NTAEs are often the subject of import regulations and tariff restrictions. As long as traditional fruits, such as apples, are imported counter-seasonally, import tariffs are kept low unless they are opposed by domestic producers who want to protect their own production centers. The export of fresh, cut flowers has evoked some opposition from Northern Hemisphere growers who produce cut flowers in hothouses. For example, Colombia is now the world’s second-largest exporter of flowers after the Netherlands. Because floriculture is labor intensive, the higher labor costs in the Netherlands are challenged by lower cost floriculture production in Mexico, Costa Rica, Honduras, Peru, Bolivia, and various African and Asian countries.

The Uruguay Round of Agricultural Agreement (URAA) discussions sought to limit the growth of trade restrictions on NTAEs, as many countries have developed complex, restrictive trade policies.

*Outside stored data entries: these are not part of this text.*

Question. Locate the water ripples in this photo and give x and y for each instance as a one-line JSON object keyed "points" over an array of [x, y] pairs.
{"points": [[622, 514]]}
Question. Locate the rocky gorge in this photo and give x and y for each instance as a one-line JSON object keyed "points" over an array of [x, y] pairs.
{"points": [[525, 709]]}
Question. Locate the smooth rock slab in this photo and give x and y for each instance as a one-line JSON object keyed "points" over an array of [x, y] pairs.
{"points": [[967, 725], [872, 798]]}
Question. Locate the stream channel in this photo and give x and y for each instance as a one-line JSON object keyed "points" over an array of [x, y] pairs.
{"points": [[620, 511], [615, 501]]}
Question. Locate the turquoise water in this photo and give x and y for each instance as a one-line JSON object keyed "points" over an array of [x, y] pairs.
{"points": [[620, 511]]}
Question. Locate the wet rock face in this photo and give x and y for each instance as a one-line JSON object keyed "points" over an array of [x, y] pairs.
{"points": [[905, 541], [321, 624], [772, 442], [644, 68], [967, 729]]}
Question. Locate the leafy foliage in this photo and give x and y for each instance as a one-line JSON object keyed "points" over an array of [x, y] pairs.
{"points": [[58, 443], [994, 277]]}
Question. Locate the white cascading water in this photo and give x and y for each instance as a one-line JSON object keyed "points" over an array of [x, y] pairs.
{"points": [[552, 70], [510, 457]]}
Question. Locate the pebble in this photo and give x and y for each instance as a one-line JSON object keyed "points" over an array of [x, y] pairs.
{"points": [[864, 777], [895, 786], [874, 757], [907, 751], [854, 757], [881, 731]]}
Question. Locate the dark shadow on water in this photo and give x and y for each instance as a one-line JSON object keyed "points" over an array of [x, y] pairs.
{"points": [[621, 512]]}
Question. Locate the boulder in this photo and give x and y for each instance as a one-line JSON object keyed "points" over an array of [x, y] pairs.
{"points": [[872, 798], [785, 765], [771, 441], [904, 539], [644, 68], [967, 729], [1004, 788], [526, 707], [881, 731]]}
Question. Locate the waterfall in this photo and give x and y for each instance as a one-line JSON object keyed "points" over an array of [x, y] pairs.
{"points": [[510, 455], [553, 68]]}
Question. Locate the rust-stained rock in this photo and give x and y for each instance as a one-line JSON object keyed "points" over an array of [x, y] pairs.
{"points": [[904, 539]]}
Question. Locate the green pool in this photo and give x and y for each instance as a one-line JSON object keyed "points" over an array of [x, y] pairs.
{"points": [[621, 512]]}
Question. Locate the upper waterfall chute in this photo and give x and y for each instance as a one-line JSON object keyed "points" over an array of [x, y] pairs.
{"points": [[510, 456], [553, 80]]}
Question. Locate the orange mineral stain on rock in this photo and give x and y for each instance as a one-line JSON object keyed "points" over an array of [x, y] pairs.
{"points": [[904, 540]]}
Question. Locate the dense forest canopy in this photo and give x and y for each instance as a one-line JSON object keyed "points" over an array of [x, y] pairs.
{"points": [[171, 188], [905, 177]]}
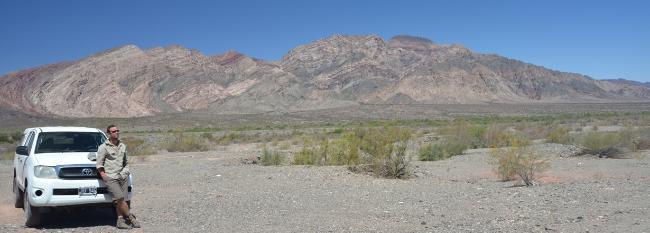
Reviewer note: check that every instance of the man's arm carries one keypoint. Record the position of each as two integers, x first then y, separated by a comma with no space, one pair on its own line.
125,169
101,158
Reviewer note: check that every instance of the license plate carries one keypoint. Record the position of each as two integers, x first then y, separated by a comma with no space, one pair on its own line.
87,191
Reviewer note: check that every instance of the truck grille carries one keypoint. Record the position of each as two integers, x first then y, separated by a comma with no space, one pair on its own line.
100,190
78,172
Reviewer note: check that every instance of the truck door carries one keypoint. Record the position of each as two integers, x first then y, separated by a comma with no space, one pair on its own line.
20,160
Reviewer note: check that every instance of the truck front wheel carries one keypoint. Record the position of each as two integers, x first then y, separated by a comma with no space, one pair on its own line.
32,214
18,195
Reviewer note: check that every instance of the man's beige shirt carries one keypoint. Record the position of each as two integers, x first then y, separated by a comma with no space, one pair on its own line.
113,159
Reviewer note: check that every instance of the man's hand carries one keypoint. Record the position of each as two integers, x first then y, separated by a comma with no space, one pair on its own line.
104,176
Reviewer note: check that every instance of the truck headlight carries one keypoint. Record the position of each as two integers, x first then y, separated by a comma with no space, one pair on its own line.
45,172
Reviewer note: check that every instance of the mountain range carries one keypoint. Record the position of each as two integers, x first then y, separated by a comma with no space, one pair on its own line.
337,71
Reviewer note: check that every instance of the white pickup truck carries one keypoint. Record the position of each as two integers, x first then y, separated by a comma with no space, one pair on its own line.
55,167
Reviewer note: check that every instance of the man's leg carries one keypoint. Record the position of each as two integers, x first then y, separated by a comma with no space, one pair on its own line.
122,208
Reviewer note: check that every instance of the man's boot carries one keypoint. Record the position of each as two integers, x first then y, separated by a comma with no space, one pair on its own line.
133,221
121,224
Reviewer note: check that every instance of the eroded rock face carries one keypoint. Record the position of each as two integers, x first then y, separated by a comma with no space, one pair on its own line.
332,72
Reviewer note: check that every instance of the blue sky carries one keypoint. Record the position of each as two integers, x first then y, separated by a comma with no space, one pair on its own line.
602,39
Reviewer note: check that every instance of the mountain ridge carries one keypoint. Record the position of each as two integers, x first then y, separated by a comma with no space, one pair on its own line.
336,71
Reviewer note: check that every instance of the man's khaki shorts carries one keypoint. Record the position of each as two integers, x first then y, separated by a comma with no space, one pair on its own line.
119,188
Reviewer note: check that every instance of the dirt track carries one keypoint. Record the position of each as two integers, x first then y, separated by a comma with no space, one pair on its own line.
214,192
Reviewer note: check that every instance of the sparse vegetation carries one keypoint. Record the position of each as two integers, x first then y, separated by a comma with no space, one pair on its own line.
185,143
138,147
518,161
559,135
601,144
441,150
271,158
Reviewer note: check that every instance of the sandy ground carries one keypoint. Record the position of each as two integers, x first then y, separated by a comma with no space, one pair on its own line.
215,192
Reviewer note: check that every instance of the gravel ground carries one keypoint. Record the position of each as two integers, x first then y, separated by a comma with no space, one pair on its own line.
215,192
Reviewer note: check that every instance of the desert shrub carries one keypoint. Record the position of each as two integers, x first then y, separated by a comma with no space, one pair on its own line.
601,144
208,136
382,148
518,161
271,158
137,147
471,134
185,143
374,150
340,151
10,138
305,156
4,138
344,150
9,153
498,136
643,139
441,150
16,136
396,165
559,135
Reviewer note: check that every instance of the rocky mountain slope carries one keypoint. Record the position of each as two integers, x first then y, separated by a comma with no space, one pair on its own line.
332,72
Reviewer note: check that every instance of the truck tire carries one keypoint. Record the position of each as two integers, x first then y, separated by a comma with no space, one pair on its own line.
32,214
18,196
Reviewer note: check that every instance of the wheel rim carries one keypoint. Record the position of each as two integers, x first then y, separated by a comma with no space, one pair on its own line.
26,206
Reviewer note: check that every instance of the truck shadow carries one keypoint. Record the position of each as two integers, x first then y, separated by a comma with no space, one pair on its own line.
78,217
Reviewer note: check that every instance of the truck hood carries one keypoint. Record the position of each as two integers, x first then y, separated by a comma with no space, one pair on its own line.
65,158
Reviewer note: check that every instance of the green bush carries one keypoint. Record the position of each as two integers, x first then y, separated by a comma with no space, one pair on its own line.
271,158
305,156
441,150
601,144
373,150
518,161
499,136
9,153
559,135
137,147
185,143
396,165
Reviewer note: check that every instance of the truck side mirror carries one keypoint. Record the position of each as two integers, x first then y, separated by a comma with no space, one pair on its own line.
22,150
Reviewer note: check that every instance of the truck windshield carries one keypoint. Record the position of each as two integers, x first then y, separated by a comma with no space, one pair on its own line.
53,142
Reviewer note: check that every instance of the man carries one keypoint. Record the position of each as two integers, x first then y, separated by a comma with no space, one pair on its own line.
113,167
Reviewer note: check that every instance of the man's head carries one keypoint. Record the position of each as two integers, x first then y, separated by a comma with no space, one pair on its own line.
113,132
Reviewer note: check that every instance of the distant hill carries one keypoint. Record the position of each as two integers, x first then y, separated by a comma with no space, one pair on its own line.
333,72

To reduce restrictions so that freer markets can exist has been the subject of many international discussions. The European Union has been a leader in restricting imports or in creating trade barriers such as import quotas.

Other concerns expressed by many interest groups in the Northern Hemisphere are fears that exploitative labor practices or the unregulated use of pesticides and herbicides will affect the conditions of production in Third World countries. Testing for residual levels of pesticides or herbicides in accordance with the standards set by the Codex Alimentarius is being used to restrict the importation of NTAEs in some instances. Many countries are applying sanitary and phytosanitary (SPS) measures to food imports. More than 270 SPS measures were adopted for fruits and vegetables between 1995 and 2000. The basic rules for using these heath standards have been established by the World Trade Organization (WTO).

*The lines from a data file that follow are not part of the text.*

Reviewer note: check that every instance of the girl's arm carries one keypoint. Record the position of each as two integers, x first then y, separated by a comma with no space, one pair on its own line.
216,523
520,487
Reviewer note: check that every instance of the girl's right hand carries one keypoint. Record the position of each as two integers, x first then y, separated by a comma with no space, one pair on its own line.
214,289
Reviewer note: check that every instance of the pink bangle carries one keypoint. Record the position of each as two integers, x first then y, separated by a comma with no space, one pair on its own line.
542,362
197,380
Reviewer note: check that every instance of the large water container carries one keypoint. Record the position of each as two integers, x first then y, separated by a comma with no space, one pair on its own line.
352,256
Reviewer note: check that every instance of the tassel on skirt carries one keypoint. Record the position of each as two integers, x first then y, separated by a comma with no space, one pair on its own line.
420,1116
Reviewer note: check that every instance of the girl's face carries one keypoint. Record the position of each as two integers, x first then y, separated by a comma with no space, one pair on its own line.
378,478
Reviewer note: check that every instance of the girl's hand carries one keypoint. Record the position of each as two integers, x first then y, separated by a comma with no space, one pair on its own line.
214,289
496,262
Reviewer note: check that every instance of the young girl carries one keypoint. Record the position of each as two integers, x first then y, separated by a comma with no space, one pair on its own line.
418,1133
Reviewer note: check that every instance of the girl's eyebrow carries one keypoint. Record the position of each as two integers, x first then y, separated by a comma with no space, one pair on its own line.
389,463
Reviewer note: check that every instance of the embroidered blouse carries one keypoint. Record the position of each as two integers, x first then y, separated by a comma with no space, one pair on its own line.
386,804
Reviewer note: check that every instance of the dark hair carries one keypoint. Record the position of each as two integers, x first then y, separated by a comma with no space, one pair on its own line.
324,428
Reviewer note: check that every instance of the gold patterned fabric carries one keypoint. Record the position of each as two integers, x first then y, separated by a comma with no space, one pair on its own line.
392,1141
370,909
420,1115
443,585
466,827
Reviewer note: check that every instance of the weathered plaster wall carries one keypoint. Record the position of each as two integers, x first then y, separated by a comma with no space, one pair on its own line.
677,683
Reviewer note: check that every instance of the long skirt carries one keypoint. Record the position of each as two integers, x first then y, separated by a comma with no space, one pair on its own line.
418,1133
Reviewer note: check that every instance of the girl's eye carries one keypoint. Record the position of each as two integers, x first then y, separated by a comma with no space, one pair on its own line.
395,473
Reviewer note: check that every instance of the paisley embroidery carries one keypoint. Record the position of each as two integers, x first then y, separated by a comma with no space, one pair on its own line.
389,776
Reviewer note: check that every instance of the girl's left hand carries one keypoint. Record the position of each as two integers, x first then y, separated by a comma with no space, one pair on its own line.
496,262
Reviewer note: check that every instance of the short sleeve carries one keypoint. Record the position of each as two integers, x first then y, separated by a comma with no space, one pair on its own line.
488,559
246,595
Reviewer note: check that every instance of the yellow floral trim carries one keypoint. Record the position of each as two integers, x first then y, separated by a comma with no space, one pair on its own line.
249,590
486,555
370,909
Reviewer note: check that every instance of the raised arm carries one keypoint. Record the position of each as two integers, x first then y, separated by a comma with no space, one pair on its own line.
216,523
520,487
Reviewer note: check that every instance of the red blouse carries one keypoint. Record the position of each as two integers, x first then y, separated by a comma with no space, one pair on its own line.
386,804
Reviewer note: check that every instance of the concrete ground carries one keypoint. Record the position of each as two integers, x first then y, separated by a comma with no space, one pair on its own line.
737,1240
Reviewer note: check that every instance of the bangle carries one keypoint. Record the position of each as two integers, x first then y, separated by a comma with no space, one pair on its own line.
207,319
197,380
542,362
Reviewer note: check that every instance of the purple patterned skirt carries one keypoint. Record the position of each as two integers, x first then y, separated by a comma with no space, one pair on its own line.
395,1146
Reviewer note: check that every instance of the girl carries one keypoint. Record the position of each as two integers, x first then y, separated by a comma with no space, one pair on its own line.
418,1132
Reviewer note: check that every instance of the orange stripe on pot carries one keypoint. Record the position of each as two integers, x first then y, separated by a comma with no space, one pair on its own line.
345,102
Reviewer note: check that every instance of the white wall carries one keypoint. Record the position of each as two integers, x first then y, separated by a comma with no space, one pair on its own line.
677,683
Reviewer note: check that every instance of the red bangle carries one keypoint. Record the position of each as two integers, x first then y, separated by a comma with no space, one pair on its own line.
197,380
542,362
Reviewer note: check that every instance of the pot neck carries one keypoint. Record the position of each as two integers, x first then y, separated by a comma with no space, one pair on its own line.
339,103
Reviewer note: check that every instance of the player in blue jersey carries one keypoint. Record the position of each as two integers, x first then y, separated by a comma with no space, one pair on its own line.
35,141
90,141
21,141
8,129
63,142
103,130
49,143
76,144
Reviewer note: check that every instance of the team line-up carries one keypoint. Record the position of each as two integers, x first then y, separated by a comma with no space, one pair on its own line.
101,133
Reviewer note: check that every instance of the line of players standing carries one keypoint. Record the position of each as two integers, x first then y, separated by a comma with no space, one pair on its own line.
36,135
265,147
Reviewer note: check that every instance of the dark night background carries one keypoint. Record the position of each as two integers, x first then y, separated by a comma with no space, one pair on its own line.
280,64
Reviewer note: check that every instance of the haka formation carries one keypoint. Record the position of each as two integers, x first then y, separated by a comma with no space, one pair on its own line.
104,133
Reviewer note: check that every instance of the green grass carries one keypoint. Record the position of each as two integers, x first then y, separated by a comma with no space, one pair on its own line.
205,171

In an unusual move, in many countries the public laws on food safety are being surpassed by importing companies. Grocery stores have a vested interest in food safety. A single outbreak of an infectious agent sold in their stores could have a devastating business impact in the near future and the long term. Resulting liability suits can also be very expensive. Therefore, private agencies are creating inspection standards far exceeding those followed by public authorities.

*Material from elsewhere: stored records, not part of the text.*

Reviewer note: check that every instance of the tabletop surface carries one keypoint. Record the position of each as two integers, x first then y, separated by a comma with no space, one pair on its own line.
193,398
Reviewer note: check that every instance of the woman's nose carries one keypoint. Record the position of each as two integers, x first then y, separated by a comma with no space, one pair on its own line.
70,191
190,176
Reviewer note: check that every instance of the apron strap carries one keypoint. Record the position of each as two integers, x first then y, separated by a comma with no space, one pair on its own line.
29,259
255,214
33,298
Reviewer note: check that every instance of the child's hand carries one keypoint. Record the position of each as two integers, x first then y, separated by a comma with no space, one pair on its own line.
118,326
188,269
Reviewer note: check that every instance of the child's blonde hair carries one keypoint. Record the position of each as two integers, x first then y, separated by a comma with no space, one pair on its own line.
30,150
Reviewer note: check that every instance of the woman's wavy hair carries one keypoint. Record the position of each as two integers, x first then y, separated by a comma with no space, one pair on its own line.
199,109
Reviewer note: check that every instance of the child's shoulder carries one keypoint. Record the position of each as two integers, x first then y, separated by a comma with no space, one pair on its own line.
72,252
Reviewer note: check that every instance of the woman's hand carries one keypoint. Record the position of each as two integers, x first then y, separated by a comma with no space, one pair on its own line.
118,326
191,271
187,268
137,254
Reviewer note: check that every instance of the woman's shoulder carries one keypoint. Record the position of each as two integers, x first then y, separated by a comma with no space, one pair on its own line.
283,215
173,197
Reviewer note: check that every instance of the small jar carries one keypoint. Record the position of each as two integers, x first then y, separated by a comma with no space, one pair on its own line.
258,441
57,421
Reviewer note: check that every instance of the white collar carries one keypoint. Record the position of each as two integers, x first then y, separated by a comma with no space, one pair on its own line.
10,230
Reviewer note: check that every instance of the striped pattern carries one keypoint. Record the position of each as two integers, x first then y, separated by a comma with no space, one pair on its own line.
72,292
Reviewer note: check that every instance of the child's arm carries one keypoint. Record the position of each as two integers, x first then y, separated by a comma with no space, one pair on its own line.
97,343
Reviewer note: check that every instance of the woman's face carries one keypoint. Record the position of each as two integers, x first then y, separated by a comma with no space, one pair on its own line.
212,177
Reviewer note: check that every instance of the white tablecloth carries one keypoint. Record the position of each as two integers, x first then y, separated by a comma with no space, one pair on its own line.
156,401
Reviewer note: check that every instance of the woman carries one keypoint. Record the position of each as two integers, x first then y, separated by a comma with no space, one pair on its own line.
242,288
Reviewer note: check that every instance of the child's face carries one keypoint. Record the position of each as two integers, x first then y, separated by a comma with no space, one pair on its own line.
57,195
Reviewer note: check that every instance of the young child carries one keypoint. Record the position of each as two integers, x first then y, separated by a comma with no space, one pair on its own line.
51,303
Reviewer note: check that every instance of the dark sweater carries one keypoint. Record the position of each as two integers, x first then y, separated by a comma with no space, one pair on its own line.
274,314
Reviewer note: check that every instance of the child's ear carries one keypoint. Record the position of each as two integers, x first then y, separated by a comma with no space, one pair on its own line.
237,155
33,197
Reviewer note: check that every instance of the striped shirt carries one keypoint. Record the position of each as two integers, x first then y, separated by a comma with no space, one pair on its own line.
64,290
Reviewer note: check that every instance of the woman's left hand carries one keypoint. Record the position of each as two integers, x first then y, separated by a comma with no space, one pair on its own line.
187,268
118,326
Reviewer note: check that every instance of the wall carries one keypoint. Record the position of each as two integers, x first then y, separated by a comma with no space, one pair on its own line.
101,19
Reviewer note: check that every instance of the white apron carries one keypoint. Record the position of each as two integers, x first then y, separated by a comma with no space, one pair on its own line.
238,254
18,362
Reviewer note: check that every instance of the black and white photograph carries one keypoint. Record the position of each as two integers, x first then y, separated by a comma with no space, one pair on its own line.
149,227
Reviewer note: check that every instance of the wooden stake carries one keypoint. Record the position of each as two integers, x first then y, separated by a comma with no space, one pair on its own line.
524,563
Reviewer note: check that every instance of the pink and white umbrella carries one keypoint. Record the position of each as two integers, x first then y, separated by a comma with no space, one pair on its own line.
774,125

While many observers predict a bright future for NTAE growth, some critics of capitalism and globalization argue that NTAEs have negative social consequences. The “market friendly” orientation of increasing export conditions has led to domination by small numbers of international export companies in many NTAE sectors. The flood of these products simultaneously onto global markets has also resulted in dramatic price declines. While this is a boon for the relatively wealthy consumer in the developed world, to a farmer in the underdeveloped world, it means more effort and energy in exportoriented production for less return. Whether a boon or bane, NTAE expansion has definitely resulted in the ubiquity of historically unusual products stocking supermarket shelves.


  1. Sheldon Annis and Anne Byers, eds., Poverty, Natural Resources, and Public Policy in Central America (Transaction Publishers, 1991);
  2. L.O. Copeland and R.H. Leep, Nontraditional Field Crops: Canola!Rapeseed and Lupins (Michigan State University, 1992);
  3. Philip The Global Restructuring of Agro-Food Systems (Cornell University Press, 1994);
  4. Peter Veit, Africa’s Valuable Assets: A Reader in Natural Resource Management (World Resource Institute, 1998);
  5. Joachim Von Braun, David Hotchkiss, and Maarten D. Immink, Nontraditional Export Crops in Guatemala: Effects on Production, Income and Nutrition (International Food Policy Research Institute, 1989).